In other words, the Fed is already holding [and paying interest on] massive amounts of the 2008 “deposits” from the banks which remain at the Fed because the banks cannot/will not lend them into the real economy. So the banks clearly do not need any more money from the Fed much less from real savers.  Now to “raise rates” the Fed is going to raise the rate it already pays to the banks on their idle deposits. The banks are ecstatic … even more income and no risk. The hope is that the banks will then offer private savers a “little more” to encourage them to increase their real savings [aka reduce their real consumption] which the banks will then turn around and deposit with the Fed under the new program earning income on the difference between what it pays the private saver and what it can earn from the Fed as the “borrower of last resort”. The end result, as Hussmann explains, will be even more idle deposits sitting at the Fed … and by implication … even greater profits at the banks … even less credit available to borrowers in the real economy … and throwing a phantom bone to real savers [who have been emaciated by interest starvation] by permitting them to lend to the Fed via the banks’ idle deposits. Is something wrong with this picture?

 

Drain the Swamp? No!

If this sounds absurd … it is. First the Fed releases a flood of fake money which swamps the banks. Now, in order to protect the real economy from flooding, the Fed proposes to pay the banks even more to drain private savings from the real economy in order to increase idle Fed deposits which still remain at flood levels from the 2008 swamping of the banking system. Of course, what needs to be done is to drain the swamp which the Fed created in the banking system and which is now threatening economic flooding [real inflation and speculative asset bubbles]. Hussmann explains what should be done.

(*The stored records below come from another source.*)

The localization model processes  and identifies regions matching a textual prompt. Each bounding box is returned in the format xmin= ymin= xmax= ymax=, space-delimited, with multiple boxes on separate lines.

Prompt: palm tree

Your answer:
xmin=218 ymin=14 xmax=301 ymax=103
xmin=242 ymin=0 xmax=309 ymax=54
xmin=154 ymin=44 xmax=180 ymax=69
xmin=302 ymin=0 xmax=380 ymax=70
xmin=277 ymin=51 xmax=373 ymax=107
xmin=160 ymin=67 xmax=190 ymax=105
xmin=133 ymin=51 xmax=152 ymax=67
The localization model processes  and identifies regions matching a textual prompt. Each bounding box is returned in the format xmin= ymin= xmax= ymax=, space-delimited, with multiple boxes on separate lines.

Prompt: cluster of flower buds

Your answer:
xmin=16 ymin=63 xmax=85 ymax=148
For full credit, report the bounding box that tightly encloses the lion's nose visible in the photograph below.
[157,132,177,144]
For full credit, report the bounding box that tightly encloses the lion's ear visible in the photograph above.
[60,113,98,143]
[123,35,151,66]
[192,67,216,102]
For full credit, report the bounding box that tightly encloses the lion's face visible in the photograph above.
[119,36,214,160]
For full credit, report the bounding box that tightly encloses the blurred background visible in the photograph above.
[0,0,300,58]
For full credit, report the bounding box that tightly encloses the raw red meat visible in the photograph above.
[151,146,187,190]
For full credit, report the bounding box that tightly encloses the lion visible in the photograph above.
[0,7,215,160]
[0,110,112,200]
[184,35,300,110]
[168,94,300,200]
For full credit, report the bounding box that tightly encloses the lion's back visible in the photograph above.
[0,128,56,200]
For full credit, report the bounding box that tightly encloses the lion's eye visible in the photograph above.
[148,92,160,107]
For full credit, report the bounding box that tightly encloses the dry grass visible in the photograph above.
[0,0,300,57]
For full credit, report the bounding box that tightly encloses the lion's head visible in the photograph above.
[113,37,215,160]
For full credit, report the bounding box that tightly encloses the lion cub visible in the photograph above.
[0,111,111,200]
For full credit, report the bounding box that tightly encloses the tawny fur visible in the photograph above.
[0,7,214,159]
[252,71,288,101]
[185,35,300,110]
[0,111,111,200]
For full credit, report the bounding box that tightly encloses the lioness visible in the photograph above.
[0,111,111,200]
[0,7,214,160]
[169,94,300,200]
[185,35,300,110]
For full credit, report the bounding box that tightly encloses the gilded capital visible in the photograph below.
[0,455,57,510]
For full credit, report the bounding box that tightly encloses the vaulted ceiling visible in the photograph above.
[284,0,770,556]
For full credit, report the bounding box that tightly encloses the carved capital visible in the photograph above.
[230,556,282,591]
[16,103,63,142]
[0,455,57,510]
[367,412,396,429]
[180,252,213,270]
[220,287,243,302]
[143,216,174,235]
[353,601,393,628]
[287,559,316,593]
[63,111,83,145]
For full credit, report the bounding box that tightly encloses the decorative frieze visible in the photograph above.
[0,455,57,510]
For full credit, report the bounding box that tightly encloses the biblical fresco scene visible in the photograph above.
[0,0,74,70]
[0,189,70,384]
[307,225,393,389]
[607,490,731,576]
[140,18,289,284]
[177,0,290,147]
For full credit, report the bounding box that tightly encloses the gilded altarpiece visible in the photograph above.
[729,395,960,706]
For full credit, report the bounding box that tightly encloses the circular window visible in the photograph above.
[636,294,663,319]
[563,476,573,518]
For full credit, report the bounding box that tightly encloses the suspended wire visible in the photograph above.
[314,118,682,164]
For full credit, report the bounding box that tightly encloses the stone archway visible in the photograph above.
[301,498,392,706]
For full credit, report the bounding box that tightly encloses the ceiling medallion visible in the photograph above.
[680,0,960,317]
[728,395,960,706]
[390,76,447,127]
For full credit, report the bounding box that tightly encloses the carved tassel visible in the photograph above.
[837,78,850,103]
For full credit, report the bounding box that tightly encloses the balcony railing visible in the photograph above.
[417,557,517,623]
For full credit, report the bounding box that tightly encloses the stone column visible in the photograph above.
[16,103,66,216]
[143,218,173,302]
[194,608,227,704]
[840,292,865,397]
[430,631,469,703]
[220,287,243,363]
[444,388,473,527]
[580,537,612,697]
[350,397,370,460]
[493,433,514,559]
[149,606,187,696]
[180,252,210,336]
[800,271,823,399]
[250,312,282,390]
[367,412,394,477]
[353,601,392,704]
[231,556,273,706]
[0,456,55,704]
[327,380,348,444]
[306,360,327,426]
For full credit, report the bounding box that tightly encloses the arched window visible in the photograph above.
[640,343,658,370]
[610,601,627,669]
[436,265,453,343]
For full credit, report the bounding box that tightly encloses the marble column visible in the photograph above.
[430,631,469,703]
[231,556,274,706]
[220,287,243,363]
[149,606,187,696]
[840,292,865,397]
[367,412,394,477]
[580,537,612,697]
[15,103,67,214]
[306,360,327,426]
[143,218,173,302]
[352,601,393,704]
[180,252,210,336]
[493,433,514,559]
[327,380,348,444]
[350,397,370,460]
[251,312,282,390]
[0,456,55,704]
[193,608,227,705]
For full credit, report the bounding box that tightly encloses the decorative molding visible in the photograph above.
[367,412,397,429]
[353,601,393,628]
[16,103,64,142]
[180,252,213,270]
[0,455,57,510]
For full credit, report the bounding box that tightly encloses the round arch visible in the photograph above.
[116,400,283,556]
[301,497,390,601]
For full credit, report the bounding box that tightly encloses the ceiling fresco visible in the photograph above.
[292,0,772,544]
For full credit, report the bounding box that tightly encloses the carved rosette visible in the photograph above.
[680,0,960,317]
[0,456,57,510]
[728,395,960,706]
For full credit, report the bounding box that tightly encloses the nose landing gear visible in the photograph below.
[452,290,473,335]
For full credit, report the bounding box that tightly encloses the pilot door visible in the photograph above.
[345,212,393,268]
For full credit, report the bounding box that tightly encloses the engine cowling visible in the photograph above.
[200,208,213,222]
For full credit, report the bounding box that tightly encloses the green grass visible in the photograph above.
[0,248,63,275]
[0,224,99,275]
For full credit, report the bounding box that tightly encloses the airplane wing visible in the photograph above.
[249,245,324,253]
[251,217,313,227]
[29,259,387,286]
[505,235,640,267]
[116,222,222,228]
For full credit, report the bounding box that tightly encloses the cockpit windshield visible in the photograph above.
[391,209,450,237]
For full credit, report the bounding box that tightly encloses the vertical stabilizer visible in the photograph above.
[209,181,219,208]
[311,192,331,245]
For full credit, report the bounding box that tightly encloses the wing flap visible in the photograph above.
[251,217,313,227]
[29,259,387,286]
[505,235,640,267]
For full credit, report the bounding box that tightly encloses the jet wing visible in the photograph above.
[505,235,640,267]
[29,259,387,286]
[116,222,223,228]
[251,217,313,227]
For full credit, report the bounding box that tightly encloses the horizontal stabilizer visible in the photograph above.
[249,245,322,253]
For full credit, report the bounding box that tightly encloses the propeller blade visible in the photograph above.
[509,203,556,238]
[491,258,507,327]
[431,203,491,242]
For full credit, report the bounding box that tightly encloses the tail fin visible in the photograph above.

“Without hiking the amount that the Fed pays banks to hold [their existing] idle bank reserves, the Fed [could] … contract its balance sheet by about $1.4 trillion before market forces would raise rates even to a fraction of 1%. In other words, fully $1.4 trillion of needless excess zero-interest liquidity could be removed from the financial system without pressuring rates higher.” ibid.

But this would mean the Fed relinquishing some of its control over the financial economy … and the Fed is not going to do that … what tyrant has ever voluntarily acted to reduce his power? But even if it wanted to do so, who would “buy” the worthless loans [acquired in 2008] that publicly adorn and silently damn the asset side of the Fed’s balance sheet? The Fed would literally have to give them away … and take huge losses ... at whose expense? At the expense of every person who holds cash in any form.

 

Just Dig It Deeper!

To the list of pejoratives describing it, the Fed must now add “bipolar”.  Hussmann describes the reason for this sad diagnosis somewhat more clinically:

“In essence, the economic value of time has [already] been driven to zero [by the Fed since 2008]. The incentive to save has been trampled. The Fed seems to want this in order to discourage investors from saving and encourage them to spend. Investors who refused to take the speculative bait may have been the first casualties of the Fed’s policies. But now, it is investors who [obeyed the Fed and] remain fully invested in obscenely overvalued equities and junk credit that have become the unwitting dupes in this game. If the Fed cannot force people to abandon saving behavior with zero interest rates, some members of the FOMC have openly talked about driving interest rates to negative rates to “stimulate” spending. This is not economics, it is megalomaniacal sociopathy. Centuries of economic history warn that this speculative episode, too, will end in a collapse.” ibid.

And so the Fed is put in the absurd position of forcing interest rates below ZERO [by acting as “lender of last resort”] … while simultaneously raising them higher [by acting as “borrower of last resort”]. The Fed has been reduced to lending its flood of fake money to itself … “playing economics”. While this may be cute with children, it reveals serious mental illness for adults. But, then, these are crazy times.